3. Response explained

Success with sufficient identification data Assuming all went well the Partner will receive a success response, the identification will be in status Processing. Indicating all went well and that the imported Applicant contains sufficient Identification data for our purposes. 
{
  "created_at": "2025-01-06T16:54:40.162807+00:00",
  "id": "9a667227-6992-4c6b-951e-63765d5d8f33",
  "status": "Processing",
  "updated_at": "2025-01-06T16:54:40.162807+00:00",
  "url": "" 
}
Success without sufficient identification data If we import the applicant and find that the original KYC does not contain sufficient Identification data for our process, the identification will be in status Pending and we will return a url to pass to the end-customer in order to collect the missing information. 
{
  "created_at": "2025-01-06T16:54:40.162807+00:00",
  "id": "9a667227-6992-4c6b-951e-63765d5d8f33",
  "status": "Pending",
  "updated_at": "2025-01-06T16:54:40.162807+00:00",
  "url": "some_url_to_pass_to_end_customer" 
}

4. Lifecycle and Webhooks

It is important to note that this process triggers not only a sumsub applicant import, with its own potential problems, but a fan-out of requests to our banking providers who require identification data for their own KYC processes, therefore the Identification status may change rather quickly after import, in the best case scenario simply to Approved.
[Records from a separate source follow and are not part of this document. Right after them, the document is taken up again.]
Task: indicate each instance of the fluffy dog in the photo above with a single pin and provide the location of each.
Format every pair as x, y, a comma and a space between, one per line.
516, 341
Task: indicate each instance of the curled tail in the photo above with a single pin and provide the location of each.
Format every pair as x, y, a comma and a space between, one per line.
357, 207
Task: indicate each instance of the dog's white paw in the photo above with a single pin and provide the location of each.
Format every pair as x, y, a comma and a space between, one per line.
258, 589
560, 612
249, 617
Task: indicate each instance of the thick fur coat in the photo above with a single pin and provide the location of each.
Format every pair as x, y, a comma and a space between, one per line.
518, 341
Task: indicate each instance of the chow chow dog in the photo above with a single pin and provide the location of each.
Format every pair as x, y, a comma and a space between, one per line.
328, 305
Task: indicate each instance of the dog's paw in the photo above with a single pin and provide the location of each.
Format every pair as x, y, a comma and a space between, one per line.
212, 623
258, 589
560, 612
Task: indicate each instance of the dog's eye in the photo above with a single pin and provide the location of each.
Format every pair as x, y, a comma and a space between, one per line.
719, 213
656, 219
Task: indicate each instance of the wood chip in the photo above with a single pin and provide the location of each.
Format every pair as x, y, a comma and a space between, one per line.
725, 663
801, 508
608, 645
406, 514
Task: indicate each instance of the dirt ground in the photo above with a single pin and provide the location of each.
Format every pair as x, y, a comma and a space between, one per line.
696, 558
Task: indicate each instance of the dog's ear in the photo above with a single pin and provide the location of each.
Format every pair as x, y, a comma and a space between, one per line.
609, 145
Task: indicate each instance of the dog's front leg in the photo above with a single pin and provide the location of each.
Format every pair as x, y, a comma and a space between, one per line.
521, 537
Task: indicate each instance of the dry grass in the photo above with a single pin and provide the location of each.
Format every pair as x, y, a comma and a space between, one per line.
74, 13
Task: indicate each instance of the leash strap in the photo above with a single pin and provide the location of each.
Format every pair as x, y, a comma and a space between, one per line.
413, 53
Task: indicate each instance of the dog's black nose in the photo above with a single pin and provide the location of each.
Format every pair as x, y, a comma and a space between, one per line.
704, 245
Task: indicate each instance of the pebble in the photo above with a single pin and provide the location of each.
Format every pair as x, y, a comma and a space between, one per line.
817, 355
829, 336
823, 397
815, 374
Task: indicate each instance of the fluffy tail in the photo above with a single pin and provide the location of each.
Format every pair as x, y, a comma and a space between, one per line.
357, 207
We strongly recommend the partner subscribes to our WebhookIdentificationStatusMessage webhooks

5. Is reliance and token sharing the same thing?

Strictly speaking, there is overlap, in legal terms reliance implies that every part of the identification process can legally be handled by the partner, and iron can simply “rely” on their processes, we do offer this possibility, but due to the complex nature of aligning AML & Compliance practices, and the realities of implementing this alignment correctly, by default, we will still run any imported applicants through our own AML/Compliance checks initially. Once we can confirm the quality of the applicant identity information passed to us by token is of the quality level expected, we will be happy to consider bypassing our internal checks, thereby fully embracing the reliance model.